300,000 time series: High cardinality by the numbers

RB: If we’re going to be talking about high cardinality, could you give us some orders of magnitude in an organization, like an Uber or a Netflix? What are we looking at for how many unique time series – how many distinct values – are there? Give us some concrete numbers.

RS: In one example, we may have five status codes that are important to you. And then, say, you’re monitoring 100 endpoints. And then, say, your product, or system, behaves differently, depending on where the user is – maybe you operate in 100 different markets or demographics. Then maybe you run your backend in 10 different cloud regions with 3 different active versions rolled out, depending on whether it’s a production environment or canary/staging environment. We’re talking about 300,000 time series. If you want to monitor anything else, like a user client agent – whether it’s Chrome or Safari, or whether it’s iOS or Android on mobile – that’s going to multiply by 300,000 again.

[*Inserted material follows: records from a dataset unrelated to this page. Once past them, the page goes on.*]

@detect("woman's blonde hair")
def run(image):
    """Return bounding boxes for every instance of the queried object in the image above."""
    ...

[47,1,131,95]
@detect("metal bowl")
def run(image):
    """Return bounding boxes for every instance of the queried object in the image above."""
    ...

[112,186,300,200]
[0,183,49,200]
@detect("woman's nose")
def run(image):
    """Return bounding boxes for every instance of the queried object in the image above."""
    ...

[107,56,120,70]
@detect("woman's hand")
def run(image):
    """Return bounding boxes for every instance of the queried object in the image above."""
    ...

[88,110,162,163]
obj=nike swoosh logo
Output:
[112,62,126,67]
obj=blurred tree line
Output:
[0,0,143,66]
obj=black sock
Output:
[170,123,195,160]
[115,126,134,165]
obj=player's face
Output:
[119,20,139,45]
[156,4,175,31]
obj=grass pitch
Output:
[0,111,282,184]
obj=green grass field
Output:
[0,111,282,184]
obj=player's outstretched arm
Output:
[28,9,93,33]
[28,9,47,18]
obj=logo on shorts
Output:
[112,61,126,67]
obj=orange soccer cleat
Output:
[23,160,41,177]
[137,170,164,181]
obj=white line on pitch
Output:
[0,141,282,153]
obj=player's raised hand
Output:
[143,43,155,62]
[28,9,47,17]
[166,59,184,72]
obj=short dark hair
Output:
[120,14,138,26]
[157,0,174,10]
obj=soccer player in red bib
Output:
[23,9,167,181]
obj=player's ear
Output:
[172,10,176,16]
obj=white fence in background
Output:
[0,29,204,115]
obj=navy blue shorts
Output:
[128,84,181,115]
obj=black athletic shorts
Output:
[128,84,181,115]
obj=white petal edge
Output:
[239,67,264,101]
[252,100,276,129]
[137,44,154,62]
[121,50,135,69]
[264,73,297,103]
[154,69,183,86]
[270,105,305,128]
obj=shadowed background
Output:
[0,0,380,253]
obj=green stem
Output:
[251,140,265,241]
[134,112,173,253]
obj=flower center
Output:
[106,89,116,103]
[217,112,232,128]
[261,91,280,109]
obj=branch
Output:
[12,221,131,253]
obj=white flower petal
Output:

Listen in around 31:00 to catch more of their technical discussion around this topic, including Rob’s advice about how to use groupings to collapse dimensions, and when it makes sense to do that. 

After dissecting today’s monitoring challenges, Rob and Robert rounded off their chat by discussing how Chronosophere’s observability solution is built for a high-cardinality world, and why it is the best solution for monitoring and alerting at scale.